GY3626
ID/Name: GY3626
Type: Goods Wagon
Description: Bulk Open Wagon
Built: 1950 - 53
Status: Available for traffic
HISTORY
GY3626 was built by Birmingham Railway C & W Co. England for the Victorian Railways to carry bulk wheat and general goods, with a maximum load of 22 tons. The doors were ‘grain-proofed’ and when transporting grain the open wagons were covered with a tarpaulin.
When not in grain traffic, the vehicles were used for general service: timber, tractors, water tanks or anything that could fit. By the 1970’s there were nearly 6,200 GY trucks, and were the largest single class of goods vehicle on the Victorian Railways.

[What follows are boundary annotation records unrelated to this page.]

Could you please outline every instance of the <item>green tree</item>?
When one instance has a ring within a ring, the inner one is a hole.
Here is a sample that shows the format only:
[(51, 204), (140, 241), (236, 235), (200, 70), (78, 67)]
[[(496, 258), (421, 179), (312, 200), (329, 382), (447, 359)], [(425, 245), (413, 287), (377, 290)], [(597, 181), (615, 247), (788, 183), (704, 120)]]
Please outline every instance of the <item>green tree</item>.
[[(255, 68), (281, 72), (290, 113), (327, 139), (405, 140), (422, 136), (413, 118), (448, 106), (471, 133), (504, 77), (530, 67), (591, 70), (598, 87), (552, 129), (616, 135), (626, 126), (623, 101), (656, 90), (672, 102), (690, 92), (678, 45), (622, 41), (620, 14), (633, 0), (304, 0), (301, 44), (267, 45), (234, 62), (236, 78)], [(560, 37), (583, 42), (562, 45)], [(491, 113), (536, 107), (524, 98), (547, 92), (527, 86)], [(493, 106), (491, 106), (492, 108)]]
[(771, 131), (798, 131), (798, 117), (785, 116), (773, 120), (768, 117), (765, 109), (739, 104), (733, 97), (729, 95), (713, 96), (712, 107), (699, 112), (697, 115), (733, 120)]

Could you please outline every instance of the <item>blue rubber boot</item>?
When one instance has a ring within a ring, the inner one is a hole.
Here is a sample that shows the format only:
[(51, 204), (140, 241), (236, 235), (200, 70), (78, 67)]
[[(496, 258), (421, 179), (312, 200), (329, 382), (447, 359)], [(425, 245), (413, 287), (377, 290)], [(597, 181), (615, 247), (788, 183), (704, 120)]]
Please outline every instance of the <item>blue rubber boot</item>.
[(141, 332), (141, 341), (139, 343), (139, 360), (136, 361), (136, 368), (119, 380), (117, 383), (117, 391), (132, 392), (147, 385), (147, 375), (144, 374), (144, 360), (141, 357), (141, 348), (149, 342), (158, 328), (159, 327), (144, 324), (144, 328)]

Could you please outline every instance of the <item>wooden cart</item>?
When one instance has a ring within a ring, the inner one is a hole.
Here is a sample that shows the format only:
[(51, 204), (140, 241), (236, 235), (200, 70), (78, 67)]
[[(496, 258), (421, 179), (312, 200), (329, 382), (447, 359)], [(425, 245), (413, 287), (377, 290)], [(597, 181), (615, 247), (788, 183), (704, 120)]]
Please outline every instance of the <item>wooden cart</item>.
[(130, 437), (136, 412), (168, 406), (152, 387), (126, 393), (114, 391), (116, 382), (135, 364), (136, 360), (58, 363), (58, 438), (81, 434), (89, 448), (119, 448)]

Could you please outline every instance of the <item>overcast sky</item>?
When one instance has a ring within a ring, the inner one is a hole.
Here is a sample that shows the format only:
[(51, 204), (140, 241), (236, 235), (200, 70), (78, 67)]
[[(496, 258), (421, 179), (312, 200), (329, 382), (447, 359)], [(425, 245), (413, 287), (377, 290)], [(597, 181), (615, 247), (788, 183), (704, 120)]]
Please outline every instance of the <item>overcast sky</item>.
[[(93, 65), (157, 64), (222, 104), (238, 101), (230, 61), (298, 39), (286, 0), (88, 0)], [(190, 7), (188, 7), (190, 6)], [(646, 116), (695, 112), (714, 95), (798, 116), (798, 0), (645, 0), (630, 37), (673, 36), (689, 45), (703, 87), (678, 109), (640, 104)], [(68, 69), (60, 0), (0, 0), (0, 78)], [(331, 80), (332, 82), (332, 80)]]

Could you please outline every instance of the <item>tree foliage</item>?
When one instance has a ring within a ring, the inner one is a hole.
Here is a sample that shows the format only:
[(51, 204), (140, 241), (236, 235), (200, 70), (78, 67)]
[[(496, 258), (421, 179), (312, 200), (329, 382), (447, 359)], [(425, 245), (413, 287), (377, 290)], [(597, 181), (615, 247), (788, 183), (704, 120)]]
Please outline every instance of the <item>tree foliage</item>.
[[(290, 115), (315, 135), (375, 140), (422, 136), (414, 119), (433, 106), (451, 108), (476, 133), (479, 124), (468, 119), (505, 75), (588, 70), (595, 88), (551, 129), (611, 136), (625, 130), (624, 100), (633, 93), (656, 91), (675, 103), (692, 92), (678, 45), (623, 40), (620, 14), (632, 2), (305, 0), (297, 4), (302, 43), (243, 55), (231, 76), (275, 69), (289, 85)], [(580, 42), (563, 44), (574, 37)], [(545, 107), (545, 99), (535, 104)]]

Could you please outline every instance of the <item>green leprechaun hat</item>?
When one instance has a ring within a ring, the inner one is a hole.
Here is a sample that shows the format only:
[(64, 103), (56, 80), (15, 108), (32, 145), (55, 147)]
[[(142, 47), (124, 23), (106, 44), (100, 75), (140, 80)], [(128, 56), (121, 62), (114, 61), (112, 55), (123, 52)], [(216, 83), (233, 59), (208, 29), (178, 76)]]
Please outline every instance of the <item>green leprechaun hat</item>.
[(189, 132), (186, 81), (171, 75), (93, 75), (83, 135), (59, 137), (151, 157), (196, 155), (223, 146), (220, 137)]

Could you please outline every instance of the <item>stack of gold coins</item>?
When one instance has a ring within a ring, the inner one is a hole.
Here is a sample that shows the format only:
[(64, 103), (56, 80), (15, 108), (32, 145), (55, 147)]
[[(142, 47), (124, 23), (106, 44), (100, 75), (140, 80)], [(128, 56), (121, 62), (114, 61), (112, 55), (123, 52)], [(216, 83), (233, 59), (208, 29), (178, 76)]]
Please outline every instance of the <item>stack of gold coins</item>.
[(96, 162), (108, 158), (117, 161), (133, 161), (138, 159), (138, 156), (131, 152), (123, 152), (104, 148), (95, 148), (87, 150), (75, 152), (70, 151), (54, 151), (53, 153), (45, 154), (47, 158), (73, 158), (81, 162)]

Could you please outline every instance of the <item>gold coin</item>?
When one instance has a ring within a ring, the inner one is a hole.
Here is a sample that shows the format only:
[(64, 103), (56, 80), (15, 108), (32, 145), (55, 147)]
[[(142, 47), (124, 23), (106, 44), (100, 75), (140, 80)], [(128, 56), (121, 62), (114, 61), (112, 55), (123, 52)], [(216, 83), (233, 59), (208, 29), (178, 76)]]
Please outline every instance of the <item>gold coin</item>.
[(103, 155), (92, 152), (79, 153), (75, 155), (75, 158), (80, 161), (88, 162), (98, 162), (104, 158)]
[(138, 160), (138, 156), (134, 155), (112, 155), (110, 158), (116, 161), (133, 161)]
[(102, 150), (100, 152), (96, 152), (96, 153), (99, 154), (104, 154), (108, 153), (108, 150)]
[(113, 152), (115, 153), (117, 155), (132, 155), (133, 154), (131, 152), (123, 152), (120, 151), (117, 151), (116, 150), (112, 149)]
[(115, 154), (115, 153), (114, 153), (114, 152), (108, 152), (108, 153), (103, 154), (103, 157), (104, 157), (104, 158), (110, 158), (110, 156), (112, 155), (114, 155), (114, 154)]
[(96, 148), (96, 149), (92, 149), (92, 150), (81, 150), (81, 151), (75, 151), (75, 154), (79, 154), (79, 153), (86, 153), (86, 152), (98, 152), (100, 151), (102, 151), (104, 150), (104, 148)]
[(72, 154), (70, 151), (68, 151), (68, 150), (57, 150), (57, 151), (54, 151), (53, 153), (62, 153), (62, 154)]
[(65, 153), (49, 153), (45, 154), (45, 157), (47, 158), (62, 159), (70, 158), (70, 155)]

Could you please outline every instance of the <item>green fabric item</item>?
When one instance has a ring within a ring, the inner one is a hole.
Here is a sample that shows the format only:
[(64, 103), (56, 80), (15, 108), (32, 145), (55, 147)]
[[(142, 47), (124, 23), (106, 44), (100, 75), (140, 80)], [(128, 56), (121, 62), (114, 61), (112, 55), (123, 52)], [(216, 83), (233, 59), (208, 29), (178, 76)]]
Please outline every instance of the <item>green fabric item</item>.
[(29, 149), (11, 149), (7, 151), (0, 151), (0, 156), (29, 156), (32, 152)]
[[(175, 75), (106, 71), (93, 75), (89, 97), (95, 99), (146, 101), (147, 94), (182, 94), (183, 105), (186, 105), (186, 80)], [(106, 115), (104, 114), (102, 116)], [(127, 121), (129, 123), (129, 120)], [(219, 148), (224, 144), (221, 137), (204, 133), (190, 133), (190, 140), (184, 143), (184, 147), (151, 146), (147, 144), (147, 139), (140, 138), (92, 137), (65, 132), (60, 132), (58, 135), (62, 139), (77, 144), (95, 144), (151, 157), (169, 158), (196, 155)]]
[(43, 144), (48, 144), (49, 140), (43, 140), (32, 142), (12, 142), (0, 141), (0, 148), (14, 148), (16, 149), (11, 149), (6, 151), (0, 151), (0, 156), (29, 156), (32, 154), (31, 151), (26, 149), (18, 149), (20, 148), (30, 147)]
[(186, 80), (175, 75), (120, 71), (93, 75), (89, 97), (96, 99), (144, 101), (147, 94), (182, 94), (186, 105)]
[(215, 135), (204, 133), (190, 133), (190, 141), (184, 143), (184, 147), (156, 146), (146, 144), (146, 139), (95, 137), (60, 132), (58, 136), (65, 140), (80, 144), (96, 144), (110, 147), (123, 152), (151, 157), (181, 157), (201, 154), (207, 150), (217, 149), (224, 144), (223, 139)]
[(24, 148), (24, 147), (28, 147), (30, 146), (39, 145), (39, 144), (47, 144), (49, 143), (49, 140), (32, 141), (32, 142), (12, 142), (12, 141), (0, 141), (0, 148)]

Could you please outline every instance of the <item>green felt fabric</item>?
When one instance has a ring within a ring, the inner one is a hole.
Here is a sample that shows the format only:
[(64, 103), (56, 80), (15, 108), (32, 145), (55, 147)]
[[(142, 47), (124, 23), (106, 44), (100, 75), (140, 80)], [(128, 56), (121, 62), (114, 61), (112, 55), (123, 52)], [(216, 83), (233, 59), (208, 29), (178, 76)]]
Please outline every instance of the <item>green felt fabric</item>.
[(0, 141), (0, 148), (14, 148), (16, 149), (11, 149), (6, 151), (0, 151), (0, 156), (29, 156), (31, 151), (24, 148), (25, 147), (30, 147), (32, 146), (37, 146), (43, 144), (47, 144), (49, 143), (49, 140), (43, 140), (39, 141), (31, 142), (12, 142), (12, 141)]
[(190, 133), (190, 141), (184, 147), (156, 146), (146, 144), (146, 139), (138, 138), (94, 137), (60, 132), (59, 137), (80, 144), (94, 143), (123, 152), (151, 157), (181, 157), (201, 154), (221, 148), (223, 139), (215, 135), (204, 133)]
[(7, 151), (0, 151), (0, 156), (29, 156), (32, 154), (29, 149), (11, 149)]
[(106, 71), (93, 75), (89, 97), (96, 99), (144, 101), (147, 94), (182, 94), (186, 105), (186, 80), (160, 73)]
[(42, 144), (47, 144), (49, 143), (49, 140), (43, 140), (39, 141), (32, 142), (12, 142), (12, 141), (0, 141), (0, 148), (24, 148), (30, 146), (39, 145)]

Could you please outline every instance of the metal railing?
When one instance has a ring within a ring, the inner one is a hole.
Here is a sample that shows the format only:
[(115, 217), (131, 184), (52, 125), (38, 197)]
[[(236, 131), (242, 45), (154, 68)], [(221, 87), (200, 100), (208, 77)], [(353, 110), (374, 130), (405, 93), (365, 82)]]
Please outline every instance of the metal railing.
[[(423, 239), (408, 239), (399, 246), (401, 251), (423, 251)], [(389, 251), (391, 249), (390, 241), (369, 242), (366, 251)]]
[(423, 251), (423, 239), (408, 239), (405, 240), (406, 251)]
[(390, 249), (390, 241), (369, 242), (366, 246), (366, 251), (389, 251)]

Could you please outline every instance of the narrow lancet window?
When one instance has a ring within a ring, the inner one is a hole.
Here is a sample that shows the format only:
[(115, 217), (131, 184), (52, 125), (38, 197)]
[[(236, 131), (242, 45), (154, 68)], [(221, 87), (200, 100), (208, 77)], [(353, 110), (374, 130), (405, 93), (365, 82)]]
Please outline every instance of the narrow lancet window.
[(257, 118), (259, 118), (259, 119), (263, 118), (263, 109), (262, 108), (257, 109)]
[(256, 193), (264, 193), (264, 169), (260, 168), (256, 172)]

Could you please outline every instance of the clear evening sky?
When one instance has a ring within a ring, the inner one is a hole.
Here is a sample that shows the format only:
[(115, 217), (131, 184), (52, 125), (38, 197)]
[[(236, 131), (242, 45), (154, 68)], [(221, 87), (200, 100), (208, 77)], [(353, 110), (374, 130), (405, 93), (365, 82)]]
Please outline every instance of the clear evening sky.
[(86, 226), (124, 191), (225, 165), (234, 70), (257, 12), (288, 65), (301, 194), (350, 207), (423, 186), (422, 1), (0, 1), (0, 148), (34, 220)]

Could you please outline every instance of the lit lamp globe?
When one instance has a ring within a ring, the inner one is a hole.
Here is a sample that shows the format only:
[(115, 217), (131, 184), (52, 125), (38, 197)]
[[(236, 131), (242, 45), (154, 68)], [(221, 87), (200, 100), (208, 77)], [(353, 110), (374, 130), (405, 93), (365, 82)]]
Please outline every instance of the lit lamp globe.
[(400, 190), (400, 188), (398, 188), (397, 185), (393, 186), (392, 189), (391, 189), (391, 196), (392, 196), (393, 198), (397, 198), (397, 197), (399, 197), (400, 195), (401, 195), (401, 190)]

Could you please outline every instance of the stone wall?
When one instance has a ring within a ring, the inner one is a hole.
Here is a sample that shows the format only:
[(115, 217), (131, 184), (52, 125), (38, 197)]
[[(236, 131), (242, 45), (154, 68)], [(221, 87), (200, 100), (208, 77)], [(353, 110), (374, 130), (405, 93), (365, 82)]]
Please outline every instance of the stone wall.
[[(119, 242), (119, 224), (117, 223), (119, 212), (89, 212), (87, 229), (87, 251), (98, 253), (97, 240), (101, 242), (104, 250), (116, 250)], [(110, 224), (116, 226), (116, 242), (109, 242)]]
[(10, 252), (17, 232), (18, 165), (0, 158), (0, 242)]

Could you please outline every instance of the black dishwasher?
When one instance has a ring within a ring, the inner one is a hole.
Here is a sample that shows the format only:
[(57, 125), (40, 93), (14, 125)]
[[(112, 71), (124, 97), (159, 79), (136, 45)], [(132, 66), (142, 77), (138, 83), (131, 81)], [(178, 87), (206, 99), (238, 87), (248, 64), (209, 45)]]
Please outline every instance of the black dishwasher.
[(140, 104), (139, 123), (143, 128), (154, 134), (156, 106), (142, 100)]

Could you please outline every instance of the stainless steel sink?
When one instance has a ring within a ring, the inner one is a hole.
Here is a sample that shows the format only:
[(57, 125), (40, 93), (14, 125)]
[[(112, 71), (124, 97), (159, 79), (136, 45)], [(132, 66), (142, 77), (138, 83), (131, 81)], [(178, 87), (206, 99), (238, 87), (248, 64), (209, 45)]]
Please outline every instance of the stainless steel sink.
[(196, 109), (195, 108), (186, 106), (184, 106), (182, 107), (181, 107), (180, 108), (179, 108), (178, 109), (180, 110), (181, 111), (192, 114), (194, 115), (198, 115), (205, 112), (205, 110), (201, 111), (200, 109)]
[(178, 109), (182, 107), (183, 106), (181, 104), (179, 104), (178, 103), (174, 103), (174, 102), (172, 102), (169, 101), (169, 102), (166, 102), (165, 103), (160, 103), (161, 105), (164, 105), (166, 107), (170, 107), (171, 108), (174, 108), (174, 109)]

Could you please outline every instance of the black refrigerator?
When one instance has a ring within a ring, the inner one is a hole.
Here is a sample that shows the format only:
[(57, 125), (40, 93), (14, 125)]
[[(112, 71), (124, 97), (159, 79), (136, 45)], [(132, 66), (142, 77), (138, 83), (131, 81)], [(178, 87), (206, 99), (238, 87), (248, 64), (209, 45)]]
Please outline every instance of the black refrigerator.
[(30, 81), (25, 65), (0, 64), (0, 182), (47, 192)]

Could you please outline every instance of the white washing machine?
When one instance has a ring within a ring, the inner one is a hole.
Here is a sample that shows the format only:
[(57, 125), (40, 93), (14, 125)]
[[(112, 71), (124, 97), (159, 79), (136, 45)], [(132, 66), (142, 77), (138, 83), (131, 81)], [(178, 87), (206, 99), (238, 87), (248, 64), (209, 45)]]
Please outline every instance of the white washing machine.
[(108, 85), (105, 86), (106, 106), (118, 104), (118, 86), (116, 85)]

Up to 1948 the GY wagons were painted red with no grain stripe markings. From September 1948, the grain wagons G, GY and GZ were marked with a yellow stripe at diagonal corners to denote 'grainproof'.
To assist train visibility in the 1970's, GY wagons started to be painted 'Hansa' yellow from late 1969.
By the late 1970's, the cost of tarpaulins was becoming prohibitive and the bogie grain fleet had grown to 380 bottom discharge hoppers. With the introduction of a major construction program of over 300 more bogie vehicles, the GY's were out of service by the 1990's.